A longo prazo, esta transição para um modelo mais assente no arrendamento poderá redefinir a estrutura do mercado imobiliário português. Se bem gerida, pode trazer benefícios significativos, como maior dinamismo no setor e maior mobilidade habitacional. Contudo, se não for acompanhada por medidas estruturais, corremos o risco de perpetuar um mercado com uma oferta insuficiente, onde os preços elevados do arrendamento limitam as opções dos consumidores e desincentivam o investimento. Para garantir um mercado de arrendamento mais acessível e estável, será essencial reduzir a carga fiscal sobre imóveis para arrendamento e nova construção, criando incentivos que estimulem a oferta e permitam um ajustamento mais equilibrado dos preços. Medidas como o programa “Porta 65”, os incentivos ao arrendamento acessível e a revisão da fiscalidade aplicada aos senhorios são passos na direção certa, mas ainda insuficientes para equilibrar o mercado. A experiência internacional mostra que políticas bem estruturadas podem fazer a diferença. Em países como a Áustria e os Países Baixos, os modelos de habitação acessível e de incentivo ao investimento privado no arrendamento têm permitido um crescimento mais sustentável do setor. Em Portugal, será essencial garantir um enquadramento legal e fiscal que favoreça tanto os inquilinos como os investidores, criando um mercado mais transparente e previsível.

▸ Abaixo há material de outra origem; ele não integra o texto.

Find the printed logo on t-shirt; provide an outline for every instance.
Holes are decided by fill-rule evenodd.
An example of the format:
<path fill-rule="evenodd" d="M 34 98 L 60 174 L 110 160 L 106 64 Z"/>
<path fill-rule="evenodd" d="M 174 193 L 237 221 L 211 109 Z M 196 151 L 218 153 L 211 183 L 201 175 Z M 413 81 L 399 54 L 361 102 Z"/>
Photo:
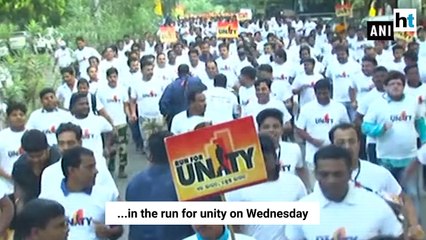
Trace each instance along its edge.
<path fill-rule="evenodd" d="M 282 165 L 281 165 L 281 169 L 282 169 L 284 172 L 290 172 L 290 170 L 291 170 L 291 165 L 290 165 L 290 164 L 282 164 Z"/>
<path fill-rule="evenodd" d="M 121 102 L 121 99 L 117 95 L 114 95 L 112 98 L 107 99 L 107 103 L 119 103 L 119 102 Z"/>
<path fill-rule="evenodd" d="M 346 72 L 342 72 L 341 74 L 337 74 L 336 78 L 348 78 L 349 74 L 347 74 Z"/>
<path fill-rule="evenodd" d="M 24 153 L 24 149 L 22 148 L 22 147 L 20 147 L 18 150 L 16 150 L 16 151 L 8 151 L 7 152 L 7 156 L 9 157 L 9 158 L 13 158 L 13 157 L 19 157 L 19 156 L 21 156 L 22 154 Z"/>
<path fill-rule="evenodd" d="M 407 122 L 407 121 L 411 121 L 411 119 L 413 119 L 413 116 L 407 115 L 406 111 L 402 111 L 401 114 L 399 115 L 390 116 L 390 120 L 392 122 Z"/>
<path fill-rule="evenodd" d="M 45 130 L 43 131 L 43 133 L 44 133 L 44 134 L 54 134 L 54 133 L 56 133 L 56 126 L 55 126 L 55 125 L 53 125 L 53 126 L 51 126 L 49 129 L 45 129 Z"/>
<path fill-rule="evenodd" d="M 220 70 L 222 70 L 222 71 L 228 71 L 229 69 L 231 69 L 231 67 L 229 67 L 228 65 L 225 65 Z"/>
<path fill-rule="evenodd" d="M 334 233 L 333 236 L 317 236 L 316 240 L 358 240 L 357 236 L 347 236 L 345 228 L 339 228 Z"/>
<path fill-rule="evenodd" d="M 324 115 L 324 117 L 316 118 L 315 124 L 333 124 L 333 119 L 330 118 L 330 115 L 327 113 Z"/>
<path fill-rule="evenodd" d="M 93 222 L 92 217 L 85 217 L 84 216 L 84 210 L 79 209 L 77 210 L 72 217 L 68 217 L 68 224 L 70 226 L 90 226 Z"/>
<path fill-rule="evenodd" d="M 422 104 L 422 103 L 423 103 L 423 101 L 424 101 L 424 99 L 423 99 L 423 97 L 422 97 L 422 96 L 419 96 L 418 100 L 419 100 L 419 104 Z"/>
<path fill-rule="evenodd" d="M 142 94 L 143 98 L 151 98 L 151 97 L 157 97 L 158 94 L 156 92 L 154 92 L 153 90 L 151 90 L 148 94 Z"/>
<path fill-rule="evenodd" d="M 89 139 L 89 138 L 94 138 L 94 137 L 95 137 L 95 134 L 90 133 L 89 129 L 83 130 L 83 136 L 82 136 L 83 139 Z"/>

A mudança de mentalidade no mercado imobiliário português é um reflexo das novas realidades económicas e sociais. A casa própria já não é um destino obrigatório, mas sim uma escolha entre várias possibilidades. O arrendamento, antes visto como uma solução temporária, assume agora um papel cada vez mais relevante na estratégia habitacional dos portugueses. Para investidores e profissionais do setor, esta transformação representa um desafio, mas também uma oportunidade para repensar estratégias, adaptar modelos de negócio e criar soluções inovadoras que respondam às necessidades de um mercado em evolução. O futuro da habitação em Portugal será, inevitavelmente, mais flexível, dinâmico e adaptável às novas formas de viver e trabalhar.
O caminho que Portugal decidir tomar nos próximos anos será determinante para a evolução do mercado imobiliário. Se continuarmos a assistir a uma transição progressiva para o arrendamento, será essencial garantir um equilíbrio entre regulação e incentivo ao investimento. Caso contrário, corremos o risco de perpetuar um mercado disfuncional, onde a falta de oferta empurra os preços para cima e limita as opções de quem precisa de um lar. A mudança já está em curso – a questão que se impõe é se o mercado e os decisores políticos estarão preparados para acompanhá-la da melhor forma.